Parallel prefix sum with CUDA.jl

Is there a “parallel prefix sum” function implemented in CUDA.jl? If not, I’d offer to write one, but am relatively new to Julia and would need some examples/documentation on how to do that.

Take a look at CUDA.scan!, which is mentioned in the docs only in passing, and is implemented here. There are a few outstanding performance TODOs, and as it stands, its performance on my RTX 2060 GPU is roughly on par with single-threaded performance on my AMD Ryzen 2 CPU. The large number of allocations throws up a red flag, but I’m not sure where they’re coming from.

julia> cA = CUDA.rand(2^20); cB = similar(cA);

julia> @btime CUDA.@sync last(CUDA.scan!(+, $cB, $cA, dims=1))
  705.100 μs (312 allocations: 8.34 KiB)
524474.7f0

julia> @btime CUDA.@sync sum($cA);
  231.000 μs (100 allocations: 2.28 KiB)

julia> @btime sum(A) setup=(A = Array(cA))
  241.500 μs (1 allocation: 16 bytes)
524474.75f0

Yeah, scan! hasn’t seen as much optimization as mapreducedim! has.

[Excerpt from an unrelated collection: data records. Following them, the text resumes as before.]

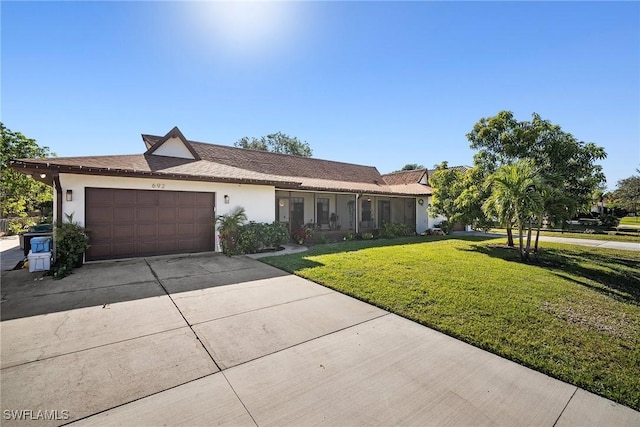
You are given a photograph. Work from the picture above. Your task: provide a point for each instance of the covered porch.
(337, 214)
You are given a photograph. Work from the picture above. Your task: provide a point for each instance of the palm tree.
(499, 206)
(515, 197)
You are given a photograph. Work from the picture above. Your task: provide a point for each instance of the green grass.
(630, 220)
(627, 237)
(574, 316)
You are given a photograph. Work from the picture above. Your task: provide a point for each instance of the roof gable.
(173, 144)
(406, 177)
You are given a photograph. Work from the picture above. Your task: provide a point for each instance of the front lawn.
(574, 316)
(630, 220)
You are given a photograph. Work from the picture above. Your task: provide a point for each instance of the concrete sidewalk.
(204, 340)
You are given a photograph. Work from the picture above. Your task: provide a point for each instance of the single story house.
(165, 200)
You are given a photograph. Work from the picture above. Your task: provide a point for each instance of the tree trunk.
(509, 236)
(529, 239)
(535, 250)
(520, 231)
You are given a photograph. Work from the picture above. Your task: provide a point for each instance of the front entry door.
(297, 213)
(384, 212)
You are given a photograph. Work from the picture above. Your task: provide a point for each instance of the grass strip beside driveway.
(575, 315)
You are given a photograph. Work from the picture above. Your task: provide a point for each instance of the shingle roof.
(232, 164)
(404, 177)
(281, 164)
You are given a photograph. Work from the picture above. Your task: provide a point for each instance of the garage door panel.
(185, 214)
(122, 232)
(102, 215)
(99, 232)
(167, 215)
(129, 223)
(187, 199)
(123, 214)
(146, 198)
(124, 249)
(202, 213)
(121, 197)
(186, 230)
(167, 230)
(99, 197)
(167, 198)
(147, 214)
(146, 231)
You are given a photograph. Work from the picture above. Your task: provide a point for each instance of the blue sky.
(375, 83)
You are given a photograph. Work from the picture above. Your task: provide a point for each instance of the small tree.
(20, 194)
(71, 241)
(515, 193)
(277, 143)
(228, 225)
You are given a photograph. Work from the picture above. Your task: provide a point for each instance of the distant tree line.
(524, 172)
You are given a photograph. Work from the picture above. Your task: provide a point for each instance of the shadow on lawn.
(301, 261)
(617, 276)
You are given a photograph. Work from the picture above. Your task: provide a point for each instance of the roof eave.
(25, 167)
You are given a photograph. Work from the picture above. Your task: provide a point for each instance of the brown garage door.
(135, 223)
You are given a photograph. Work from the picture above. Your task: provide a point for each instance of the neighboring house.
(165, 200)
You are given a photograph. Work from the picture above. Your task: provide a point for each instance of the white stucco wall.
(257, 200)
(422, 218)
(173, 147)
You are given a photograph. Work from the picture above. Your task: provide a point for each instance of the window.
(366, 210)
(322, 213)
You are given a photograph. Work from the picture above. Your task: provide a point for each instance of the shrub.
(71, 240)
(228, 225)
(609, 221)
(397, 229)
(16, 225)
(302, 235)
(445, 227)
(254, 237)
(322, 239)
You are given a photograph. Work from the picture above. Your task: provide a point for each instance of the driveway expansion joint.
(182, 314)
(565, 406)
(260, 308)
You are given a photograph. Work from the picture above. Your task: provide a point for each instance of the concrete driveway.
(208, 340)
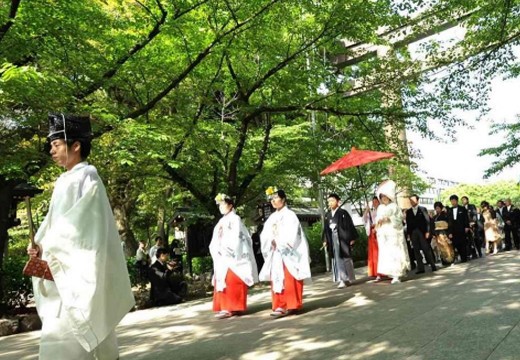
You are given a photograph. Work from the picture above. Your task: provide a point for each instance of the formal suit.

That said, a 2060 isn’t that powerful, comparing a RTX 5000 with a 5950X I get 175/35/135us respectively. scan! also fares a little better when there’s more parallelism, e.g. reducing a 2^7x2^7^2^6 array takes 90us vs. 120us on the CPU. And 2^20 elements is only 4MB, ramping it up to 2^30/4GiB further shows that scan! needs some work, taking 150ms vs 135ms on the CPU (but only 15ms when using sum/mapreducedim!).